Шрифт:
А вот что пишет Агафий Миринейский: «Там все они скоро увидели, что начальствующие лица слишком горды, непомерно напыщенны, почувствовали к ним отвращение и порицали их... В отношениях друг с другом [персы] обычно были жестоки и бесчеловечны... По всем этим причинам философы были недовольны и винили себя за переселение. Когда же переговорили с царем, то и тут обманулись в надежде, найдя человека, кичившегося знанием философии, но о возвышенном ничего не слышавшего. Мнения их не совпадали...» [35] Разочарование, несомненно, преувеличено: Агафий писал в годы правления Юстина II, а для этого императора переживший Юстиниана Хосров был опаснейшим врагом [36] . Образ варвара, лишь внешне интересующегося подлинной мудростью, предпочитавшего академикам — «цвету и вершине философии» — некоего кичливого пустослова по имени Ураний, имеет явную полемическую окраску.
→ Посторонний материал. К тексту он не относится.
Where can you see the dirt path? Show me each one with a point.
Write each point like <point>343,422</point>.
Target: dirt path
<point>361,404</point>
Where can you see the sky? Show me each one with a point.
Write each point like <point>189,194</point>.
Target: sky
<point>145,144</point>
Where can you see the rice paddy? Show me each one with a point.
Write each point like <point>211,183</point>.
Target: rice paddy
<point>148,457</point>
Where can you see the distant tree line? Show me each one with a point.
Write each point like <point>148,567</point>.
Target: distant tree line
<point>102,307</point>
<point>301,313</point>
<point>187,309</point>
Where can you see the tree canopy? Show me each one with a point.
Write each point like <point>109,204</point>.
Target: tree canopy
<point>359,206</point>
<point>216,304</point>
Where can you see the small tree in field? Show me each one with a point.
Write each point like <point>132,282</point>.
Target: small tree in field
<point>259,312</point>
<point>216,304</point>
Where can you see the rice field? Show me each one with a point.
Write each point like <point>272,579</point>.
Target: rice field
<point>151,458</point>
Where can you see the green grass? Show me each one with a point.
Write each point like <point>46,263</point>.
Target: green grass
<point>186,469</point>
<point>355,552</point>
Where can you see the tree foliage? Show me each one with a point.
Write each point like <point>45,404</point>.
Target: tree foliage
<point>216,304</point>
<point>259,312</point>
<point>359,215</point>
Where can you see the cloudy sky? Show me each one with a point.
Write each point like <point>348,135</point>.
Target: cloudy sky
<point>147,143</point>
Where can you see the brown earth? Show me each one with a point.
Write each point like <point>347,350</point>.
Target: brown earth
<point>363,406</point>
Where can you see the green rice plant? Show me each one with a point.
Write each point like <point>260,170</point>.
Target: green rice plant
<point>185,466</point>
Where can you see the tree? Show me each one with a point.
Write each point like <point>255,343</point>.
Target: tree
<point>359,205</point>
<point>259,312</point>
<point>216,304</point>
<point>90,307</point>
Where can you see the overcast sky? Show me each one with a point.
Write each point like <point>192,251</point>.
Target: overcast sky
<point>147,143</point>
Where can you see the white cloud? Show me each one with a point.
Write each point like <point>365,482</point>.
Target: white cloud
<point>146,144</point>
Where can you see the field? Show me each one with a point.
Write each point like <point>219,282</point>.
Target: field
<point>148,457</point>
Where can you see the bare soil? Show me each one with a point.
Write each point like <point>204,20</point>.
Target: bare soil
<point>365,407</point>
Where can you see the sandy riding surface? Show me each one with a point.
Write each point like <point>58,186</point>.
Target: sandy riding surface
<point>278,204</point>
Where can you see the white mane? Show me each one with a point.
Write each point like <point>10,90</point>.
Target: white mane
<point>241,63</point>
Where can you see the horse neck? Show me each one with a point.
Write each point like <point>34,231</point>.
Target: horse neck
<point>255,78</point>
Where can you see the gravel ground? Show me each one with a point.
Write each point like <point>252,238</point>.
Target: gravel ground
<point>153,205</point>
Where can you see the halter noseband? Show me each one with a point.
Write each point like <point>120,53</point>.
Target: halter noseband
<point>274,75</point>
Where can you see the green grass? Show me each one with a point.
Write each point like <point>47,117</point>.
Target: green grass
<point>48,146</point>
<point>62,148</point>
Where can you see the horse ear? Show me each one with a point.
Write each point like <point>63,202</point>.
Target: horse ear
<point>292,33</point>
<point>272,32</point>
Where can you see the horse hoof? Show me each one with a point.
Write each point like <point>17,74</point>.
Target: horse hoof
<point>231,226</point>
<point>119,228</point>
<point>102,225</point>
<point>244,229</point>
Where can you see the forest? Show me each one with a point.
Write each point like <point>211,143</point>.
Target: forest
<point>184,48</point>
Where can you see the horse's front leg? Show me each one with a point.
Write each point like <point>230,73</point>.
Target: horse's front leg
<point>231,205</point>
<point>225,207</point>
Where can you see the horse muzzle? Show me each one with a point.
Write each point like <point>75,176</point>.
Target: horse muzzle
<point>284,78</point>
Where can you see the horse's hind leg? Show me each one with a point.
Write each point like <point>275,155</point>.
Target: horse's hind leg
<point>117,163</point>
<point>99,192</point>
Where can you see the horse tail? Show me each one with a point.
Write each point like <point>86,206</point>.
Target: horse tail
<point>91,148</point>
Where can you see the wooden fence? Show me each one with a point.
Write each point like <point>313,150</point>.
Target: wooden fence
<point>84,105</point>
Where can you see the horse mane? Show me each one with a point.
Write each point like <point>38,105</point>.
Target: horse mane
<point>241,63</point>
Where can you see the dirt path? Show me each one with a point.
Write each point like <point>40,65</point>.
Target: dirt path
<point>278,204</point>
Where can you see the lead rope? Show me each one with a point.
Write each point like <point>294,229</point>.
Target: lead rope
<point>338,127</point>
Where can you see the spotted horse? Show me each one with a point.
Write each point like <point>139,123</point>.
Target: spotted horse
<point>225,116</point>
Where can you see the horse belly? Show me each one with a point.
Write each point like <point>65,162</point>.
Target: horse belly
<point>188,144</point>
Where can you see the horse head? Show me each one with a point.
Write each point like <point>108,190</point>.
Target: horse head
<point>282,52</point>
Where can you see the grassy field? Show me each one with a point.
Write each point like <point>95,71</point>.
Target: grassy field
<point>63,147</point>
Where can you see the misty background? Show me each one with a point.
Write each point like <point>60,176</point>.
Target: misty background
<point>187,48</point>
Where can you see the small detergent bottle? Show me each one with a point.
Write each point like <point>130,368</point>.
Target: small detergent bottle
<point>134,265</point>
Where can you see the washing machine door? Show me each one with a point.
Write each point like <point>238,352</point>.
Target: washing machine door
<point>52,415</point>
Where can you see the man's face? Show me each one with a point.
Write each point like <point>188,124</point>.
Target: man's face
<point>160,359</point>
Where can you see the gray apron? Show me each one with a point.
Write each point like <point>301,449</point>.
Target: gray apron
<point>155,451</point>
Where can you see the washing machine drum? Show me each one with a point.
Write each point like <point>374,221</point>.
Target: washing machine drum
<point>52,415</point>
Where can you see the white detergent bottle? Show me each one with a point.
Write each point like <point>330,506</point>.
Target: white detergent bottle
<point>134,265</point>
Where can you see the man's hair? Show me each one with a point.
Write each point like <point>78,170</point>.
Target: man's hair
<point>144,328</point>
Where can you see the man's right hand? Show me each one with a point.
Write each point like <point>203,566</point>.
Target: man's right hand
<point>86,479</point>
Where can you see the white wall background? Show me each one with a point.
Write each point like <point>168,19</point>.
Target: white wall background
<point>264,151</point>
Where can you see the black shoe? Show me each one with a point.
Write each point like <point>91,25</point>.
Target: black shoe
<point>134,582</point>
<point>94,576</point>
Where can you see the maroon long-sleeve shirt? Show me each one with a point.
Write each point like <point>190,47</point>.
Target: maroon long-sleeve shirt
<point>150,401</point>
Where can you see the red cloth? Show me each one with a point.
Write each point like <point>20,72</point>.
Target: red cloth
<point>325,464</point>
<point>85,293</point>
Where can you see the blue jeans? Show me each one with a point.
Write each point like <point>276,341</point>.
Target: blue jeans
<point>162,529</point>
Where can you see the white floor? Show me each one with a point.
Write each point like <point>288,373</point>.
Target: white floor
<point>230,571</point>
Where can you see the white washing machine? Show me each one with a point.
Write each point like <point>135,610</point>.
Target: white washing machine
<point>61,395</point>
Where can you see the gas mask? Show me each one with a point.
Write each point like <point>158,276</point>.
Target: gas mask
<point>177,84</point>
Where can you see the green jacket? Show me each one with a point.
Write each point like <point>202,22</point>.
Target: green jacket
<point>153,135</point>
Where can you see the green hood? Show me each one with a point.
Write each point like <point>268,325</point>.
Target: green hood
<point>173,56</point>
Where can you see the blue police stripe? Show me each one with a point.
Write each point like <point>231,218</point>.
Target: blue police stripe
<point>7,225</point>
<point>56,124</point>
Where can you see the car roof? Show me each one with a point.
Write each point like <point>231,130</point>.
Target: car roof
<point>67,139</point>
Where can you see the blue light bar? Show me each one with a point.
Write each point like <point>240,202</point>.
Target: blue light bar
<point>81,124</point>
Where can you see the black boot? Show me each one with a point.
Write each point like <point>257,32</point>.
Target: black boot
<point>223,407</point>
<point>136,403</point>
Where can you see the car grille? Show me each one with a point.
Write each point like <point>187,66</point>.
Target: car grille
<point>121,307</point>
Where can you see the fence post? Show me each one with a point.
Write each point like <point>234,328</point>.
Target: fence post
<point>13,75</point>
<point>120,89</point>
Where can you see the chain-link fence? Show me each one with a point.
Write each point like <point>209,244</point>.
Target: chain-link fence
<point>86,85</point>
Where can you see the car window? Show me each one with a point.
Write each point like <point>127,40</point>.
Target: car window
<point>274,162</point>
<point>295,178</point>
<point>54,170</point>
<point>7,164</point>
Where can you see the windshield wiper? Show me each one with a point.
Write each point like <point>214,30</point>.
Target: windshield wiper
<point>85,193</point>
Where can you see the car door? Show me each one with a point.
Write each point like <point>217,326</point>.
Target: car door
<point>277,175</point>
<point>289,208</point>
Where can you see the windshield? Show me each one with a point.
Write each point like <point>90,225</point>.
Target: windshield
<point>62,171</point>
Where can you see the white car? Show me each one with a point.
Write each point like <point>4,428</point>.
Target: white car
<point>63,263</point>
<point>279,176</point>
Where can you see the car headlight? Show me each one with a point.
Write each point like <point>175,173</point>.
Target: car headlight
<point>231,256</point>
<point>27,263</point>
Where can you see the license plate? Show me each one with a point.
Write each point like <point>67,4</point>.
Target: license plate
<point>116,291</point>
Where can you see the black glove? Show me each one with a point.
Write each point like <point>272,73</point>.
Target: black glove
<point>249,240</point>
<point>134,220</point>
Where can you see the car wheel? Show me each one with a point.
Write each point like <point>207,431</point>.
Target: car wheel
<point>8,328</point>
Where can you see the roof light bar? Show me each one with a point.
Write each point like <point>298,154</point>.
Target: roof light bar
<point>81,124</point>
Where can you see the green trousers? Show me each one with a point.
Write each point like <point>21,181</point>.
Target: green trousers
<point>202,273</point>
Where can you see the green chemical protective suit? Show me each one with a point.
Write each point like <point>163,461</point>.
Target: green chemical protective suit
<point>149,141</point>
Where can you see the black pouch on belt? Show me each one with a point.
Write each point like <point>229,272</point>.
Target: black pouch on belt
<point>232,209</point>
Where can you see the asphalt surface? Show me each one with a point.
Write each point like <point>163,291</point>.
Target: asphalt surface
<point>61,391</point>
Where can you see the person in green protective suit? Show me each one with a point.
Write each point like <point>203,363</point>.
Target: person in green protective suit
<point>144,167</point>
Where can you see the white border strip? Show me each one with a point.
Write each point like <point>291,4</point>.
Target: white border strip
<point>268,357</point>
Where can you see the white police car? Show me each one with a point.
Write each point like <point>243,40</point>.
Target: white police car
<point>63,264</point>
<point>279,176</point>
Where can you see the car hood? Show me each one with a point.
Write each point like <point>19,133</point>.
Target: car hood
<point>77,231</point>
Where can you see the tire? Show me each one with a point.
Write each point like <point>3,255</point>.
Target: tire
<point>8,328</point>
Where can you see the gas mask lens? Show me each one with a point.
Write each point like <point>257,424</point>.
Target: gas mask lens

Все было гораздо сложнее.
35
Агафий, 30—31.
36
В созданной Прокопием Кесарийским официальной «Войне с персами» Хосрову дается не менее уничижительная оценка (см. II.9.8). Впрочем, почти теми же словами Прокопий характеризует в «Тайной истории» самого Юстиниана.
Во-первых, сам Агафий сообщает, что даже «некоторые из римлян» утверждают, будто Хосров изучил труды Аристотеля и Платона, «что от него не ускользнули ни „Тимей”, хотя последний весьма богат геометрическими теориями и исследует движения природы, ни „Федон”, ни „Горгий” и никакой другой из красивейших и труднейших диалогов, такой, скажем, как „Парменид”» [37] Утверждения, подобные тем, что делали «некоторые из римлян», не появлялись на пустом месте. Тексты античных философов переводились на персидский язык [38] , а кроме выходцев из Византии, сделать это не мог никто — следовательно, мы можем предположить наличие при шахском дворе научного «штаба» из высокообразованных эмигрантов.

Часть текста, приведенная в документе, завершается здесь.